Early in the day I received email from my daughter wishing me a Happy Pi Day, to which I responded in kind, and reminded her of a favorite "mnemonic phrase" for helping remember some of the digits of a decimal approximation of π. The next day, she sent me a follow-up which included an illustration of Worf, a Klingon member of Star Fleet in the Star Trek universe, wearing oven mitts and offering a freshly baked pie with the words, "Today is a good day to eat pie." (This is, of course, a riff on the famous Klingon battle cry, "Today is a good day to die!")
Getting back to the arcane pastime of creating phrases to help remember digits of π in order, I spent a few minutes Tuesday morning reviewing some of these phrases. One famous one that I enjoy, attributed to some madcap physicists (aren't they all?

), is
How I want a drink, alcoholic of course, after the heavy lectures involving quantum mechanics. Of course, the way these phrases work is the number of letters in the nth word in the phrase corresponds to the nth digit in a decimal approximation of π. So the italicized phrase above produces this estimate for π:
3.14159265358979... One that I made up for myself is:
May I have a large container of coffee, cream and sugar optional?

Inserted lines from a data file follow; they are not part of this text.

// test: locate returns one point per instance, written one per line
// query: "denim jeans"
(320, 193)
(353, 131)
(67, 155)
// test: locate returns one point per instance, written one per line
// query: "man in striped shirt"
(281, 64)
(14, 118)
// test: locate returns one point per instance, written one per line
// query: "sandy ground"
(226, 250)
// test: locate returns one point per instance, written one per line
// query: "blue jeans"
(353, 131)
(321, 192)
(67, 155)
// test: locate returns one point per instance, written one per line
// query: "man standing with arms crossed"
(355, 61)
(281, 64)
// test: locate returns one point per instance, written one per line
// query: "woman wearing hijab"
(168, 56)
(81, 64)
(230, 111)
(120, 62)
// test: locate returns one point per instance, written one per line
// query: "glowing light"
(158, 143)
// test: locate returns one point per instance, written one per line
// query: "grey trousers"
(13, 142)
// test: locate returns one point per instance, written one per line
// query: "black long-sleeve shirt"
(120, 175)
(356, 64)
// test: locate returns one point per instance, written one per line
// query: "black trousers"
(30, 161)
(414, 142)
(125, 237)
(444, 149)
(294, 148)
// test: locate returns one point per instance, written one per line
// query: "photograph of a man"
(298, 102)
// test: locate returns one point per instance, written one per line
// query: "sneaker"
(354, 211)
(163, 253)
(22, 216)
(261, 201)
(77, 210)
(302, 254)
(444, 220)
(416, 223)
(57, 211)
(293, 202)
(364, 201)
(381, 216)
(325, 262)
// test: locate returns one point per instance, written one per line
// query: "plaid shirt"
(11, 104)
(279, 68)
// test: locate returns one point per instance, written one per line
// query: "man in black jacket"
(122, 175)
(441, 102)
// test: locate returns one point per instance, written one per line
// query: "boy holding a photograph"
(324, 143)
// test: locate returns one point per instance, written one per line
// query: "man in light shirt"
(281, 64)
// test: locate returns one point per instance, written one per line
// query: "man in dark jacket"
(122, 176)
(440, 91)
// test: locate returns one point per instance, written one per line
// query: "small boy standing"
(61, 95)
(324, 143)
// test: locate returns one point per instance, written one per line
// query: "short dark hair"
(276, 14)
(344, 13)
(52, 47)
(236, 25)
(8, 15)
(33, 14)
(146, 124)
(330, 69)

Naturally, cookies desirable, too, if you consider them. Thanks!
If this sort of thing appeals to you, perhaps you'd like to check out the example here:
http://www.cadaeic.net/cadintro.htm
It includes a "short story" of over 4000 words that corresponds to the first 4000+ digits of π. It has I think 12 or 13 chapters/sections, the first of which is an adaptation of Poe's
The Raven to have the appropriate sequence of word lengths (words with 10 letters correspond to a digit 0 in Pi's decimal representation, and any words of length longer than 10 correspond to TWO consecutive digits from Pi (e.g. a word containing 16 letters would indicate that at that point in the sequence of the approximation of π, the next TWO digits are 1 and 6 in that order). Other sections contain adaptations of other famous literary works by Lewis Carroll, Shakespeare, TS Eliot, Omar Khayyam, and Carl Sandberg. One section goes completely off the deep end and, in addition to doing the Pi thing, it is also written without using the letter o AND it's an acrostic with the first letter of each line starting with a letter whose position in the alphabet corresponds to the appropriate digit of Pi. For example, since π starts 3.14159..., the first six lines of that section start with the letters CADAEI (hence the name of the website).
My department served pie to students at 3:14pm Tuesday, but I teach class from 3 to 3:50 so I couldn't attend. But much to my delight, after I had answered numerous student questions after class (we had a test today) and returned to my office at about 4:15, I saw that there were still several partial pies still in the Reading Room across from my office, so I managed to get a piece of "chocolate silk" pie before someone came to pick up the leftover pies, paper plates, napkins, utensils at about 4:30.
So, Jack, that was my low-key Pi Day! TMI???